MAD Architects, led by Ma Yansong, releases its design for Terminal 3 of Harbin Taiping International Airport. Referencing the gentle slopes of China’s vast Northern plains, and the region’s immense snow and ice, MAD has conceived a terminal building that echoes the characteristics of Harbin’s geography and climate. Like a snowflake that has gently fallen onto the earth, it creates an architectural poetry that settles into its locale, while simultaneously expressing itself as a surreal, interstellar space of future air travel.
As the capital of Heilongjiang Province, Harbin occupies an important strategic position in the core of Northeast Asia’s hinterland and serves as one of the largest transportation hubs of the region. Covering an area of 3,300 hectares, Terminal 3 of Harbin Airport will be comprised of a series of ancillary airport facilities, including ground transportation hubs, hotel, retail, and parking lots, that will efficiently serve the area.
While the massiveness of the terminal is inevitable, MAD’s design manages to establish an architectural program that is human-scale and provides a multi-sensory experience that is also efficient and energy saving. The scheme’s snowflake-shaped, five-finger departure corridors greatly shorten the time it takes for passengers to arrive at their gate, while also minimizing congestion and improving the overall efficiency of the airport apron.
The interior has been landscaped with a number of indoor gardens that demarcate major zones of the terminal. They form lush areas of greenery that connect the building’s different levels, and offer an escape for passengers to pause and take a moment within nature, away from the hustle and bustle of airport life.
Ridges on the roof that mimic snowdrifts function as skylights, flooding the internal spaces with the warmth of the sun, reducing the need for artificial light. At the same time, their rhythmic direction naturally guides travelers through the space.
The Ground Transportation Center (GTC) hub brings high-speed rail, municipal subway lines, airport buses, and other urban transport together, conveniently connecting Harbin city to the airport and surrounding amenities, encouraging citizens to travel green. The multi-tiered GTC’s garden layout integrates natural plant growth into its various functions, providing a comfortable and relaxing area for travelers as they transition between the city and the airport.

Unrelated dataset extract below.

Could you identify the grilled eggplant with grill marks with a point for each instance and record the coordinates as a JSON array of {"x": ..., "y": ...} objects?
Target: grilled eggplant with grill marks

By 2030, Terminal 3 of Harbin Taiping International Airport is expected to reach an annual throughput of 43 million passengers, with approximately 320,000 outgoing flights per year. In its completion, the passenger and cargo carrying capacity will be improved significantly, transforming it into a world-class transportation hub. MAD’s concept strives to break-the-mould of the typical modern mega-airport, bringing humanity, nature, and the local environment together into a highly-functional architectural programme – a new vision for 21st-century travel.